Domestic tourism contributes $23 billion a year to New Zealand's economy and locals will play a vital role in the sector's long road to recovery.

Binney says a positive sign is that Scenic Hotel Group has started recruiting.

“There's a lot of talk about how bad everything is across the country, but we have got 23 open roles at the moment, which is really encouraging,” he says. “Some regions, like Queenstown and Hawkes Bay, for instance, are recovering faster than others.”
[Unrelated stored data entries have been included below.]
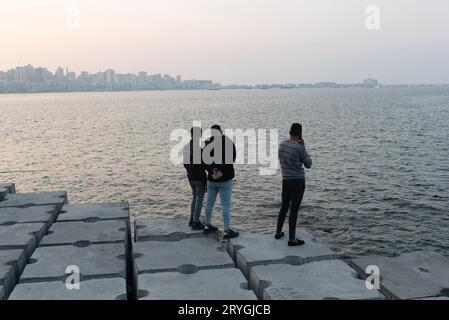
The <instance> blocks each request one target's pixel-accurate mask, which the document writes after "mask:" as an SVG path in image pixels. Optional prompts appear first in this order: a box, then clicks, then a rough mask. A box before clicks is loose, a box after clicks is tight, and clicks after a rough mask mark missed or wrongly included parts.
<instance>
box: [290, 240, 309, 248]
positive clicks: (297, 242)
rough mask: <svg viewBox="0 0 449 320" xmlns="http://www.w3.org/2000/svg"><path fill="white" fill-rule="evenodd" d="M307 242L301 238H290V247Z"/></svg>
mask: <svg viewBox="0 0 449 320" xmlns="http://www.w3.org/2000/svg"><path fill="white" fill-rule="evenodd" d="M304 243H305V242H304V241H303V240H300V239H295V240H288V246H289V247H295V246H302V245H303V244H304Z"/></svg>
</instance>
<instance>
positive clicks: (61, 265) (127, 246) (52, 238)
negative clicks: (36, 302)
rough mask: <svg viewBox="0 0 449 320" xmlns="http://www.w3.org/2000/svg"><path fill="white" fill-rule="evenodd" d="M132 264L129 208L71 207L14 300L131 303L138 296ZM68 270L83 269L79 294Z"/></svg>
mask: <svg viewBox="0 0 449 320" xmlns="http://www.w3.org/2000/svg"><path fill="white" fill-rule="evenodd" d="M131 259H132V241H131V232H130V222H129V208H128V204H127V203H117V204H70V205H69V204H65V205H64V206H63V208H62V210H61V212H60V214H59V216H58V219H57V221H56V222H55V223H54V224H53V225H52V226H51V228H50V230H49V231H48V232H47V235H46V236H45V237H43V239H42V241H41V243H40V246H39V248H37V249H36V250H35V251H34V253H33V255H32V257H31V259H30V262H29V264H28V265H27V266H26V267H25V270H24V271H23V274H22V275H21V276H20V279H19V282H20V283H19V284H18V285H17V286H16V287H15V289H14V291H13V292H12V294H11V296H10V299H18V300H21V299H31V300H34V299H38V300H39V299H55V300H57V299H67V300H72V299H73V300H77V299H82V300H86V299H89V300H95V299H107V300H110V299H127V298H128V297H131V296H135V294H134V292H133V287H132V286H133V285H134V284H133V277H134V272H133V271H132V267H133V263H132V261H131ZM68 266H76V267H77V268H79V271H80V274H81V279H80V280H81V282H80V289H79V290H76V289H75V290H69V289H68V288H67V287H66V283H65V281H66V278H67V277H68V276H69V275H70V274H68V273H66V268H67V267H68ZM134 286H135V285H134ZM42 292H44V294H42Z"/></svg>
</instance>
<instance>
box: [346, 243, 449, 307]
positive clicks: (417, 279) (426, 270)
mask: <svg viewBox="0 0 449 320" xmlns="http://www.w3.org/2000/svg"><path fill="white" fill-rule="evenodd" d="M352 265H353V267H354V268H355V269H356V270H357V271H359V274H360V276H361V277H363V278H366V274H365V270H366V268H367V266H369V265H375V266H378V267H379V271H380V278H381V283H380V284H381V291H382V292H383V293H384V294H385V295H386V296H387V298H389V299H418V298H425V297H433V296H439V295H445V294H442V293H444V292H449V260H448V259H446V258H444V257H442V256H440V255H438V254H435V253H432V252H425V251H419V252H412V253H407V254H403V255H401V256H399V257H379V256H370V257H363V258H359V259H355V260H353V261H352ZM446 295H447V294H446Z"/></svg>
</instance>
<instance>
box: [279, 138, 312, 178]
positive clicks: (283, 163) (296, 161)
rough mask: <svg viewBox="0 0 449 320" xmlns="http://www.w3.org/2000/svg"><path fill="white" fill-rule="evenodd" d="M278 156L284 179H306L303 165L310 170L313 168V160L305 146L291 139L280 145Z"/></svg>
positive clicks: (282, 177) (284, 141) (285, 141)
mask: <svg viewBox="0 0 449 320" xmlns="http://www.w3.org/2000/svg"><path fill="white" fill-rule="evenodd" d="M278 155H279V163H280V166H281V172H282V179H284V180H294V179H305V173H304V168H303V165H304V166H305V167H306V168H307V169H309V168H310V167H311V166H312V159H310V156H309V154H308V153H307V151H306V148H305V147H304V146H303V145H301V144H299V143H298V142H297V141H294V140H291V139H288V140H285V141H282V142H281V143H280V144H279V150H278Z"/></svg>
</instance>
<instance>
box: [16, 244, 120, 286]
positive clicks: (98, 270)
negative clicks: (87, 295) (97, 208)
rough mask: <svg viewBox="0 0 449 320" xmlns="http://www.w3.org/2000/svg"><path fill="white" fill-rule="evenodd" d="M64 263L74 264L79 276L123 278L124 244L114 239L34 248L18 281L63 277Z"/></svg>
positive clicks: (65, 268) (96, 278)
mask: <svg viewBox="0 0 449 320" xmlns="http://www.w3.org/2000/svg"><path fill="white" fill-rule="evenodd" d="M67 266H77V267H78V268H79V270H80V274H81V279H82V280H90V279H101V278H124V279H126V256H125V246H124V244H120V243H117V244H98V245H89V246H87V247H77V246H73V245H72V246H55V247H40V248H37V249H36V251H35V252H34V254H33V256H32V257H31V260H30V263H29V264H28V265H27V266H26V267H25V270H24V271H23V273H22V276H21V277H20V282H21V283H28V282H46V281H58V280H63V279H65V278H66V277H67V276H68V274H66V268H67Z"/></svg>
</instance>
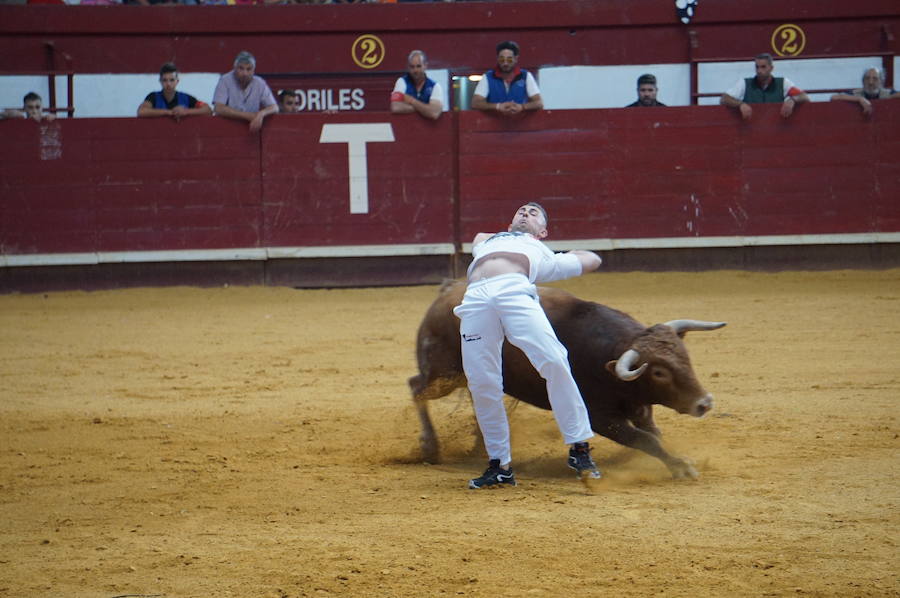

He adds that COVID-19 has changed the way hotels operate and that it is having an impact on job descriptions. It may also help to attract candidates who are looking to broaden their skills and take on more responsibilities and should be highlighted in the recruitment process.

“A lot of the structural barriers have had to be broken down,” he says. “Before, we would say ‘you work in the restaurant, you work in housekeeping and you work at reception’, and roles were very clearly defined. That has been thrown out the window now and there is a real focus on cross-training, as well as cross-skills required in the job descriptions for roles that we are putting out.

“There's more flexibility, which hopefully creates a slightly more interesting job,” says Binney.

Small signs of economic encouragement across the country may lift the outlook among Kiwis – including those in the hardest-hit industries.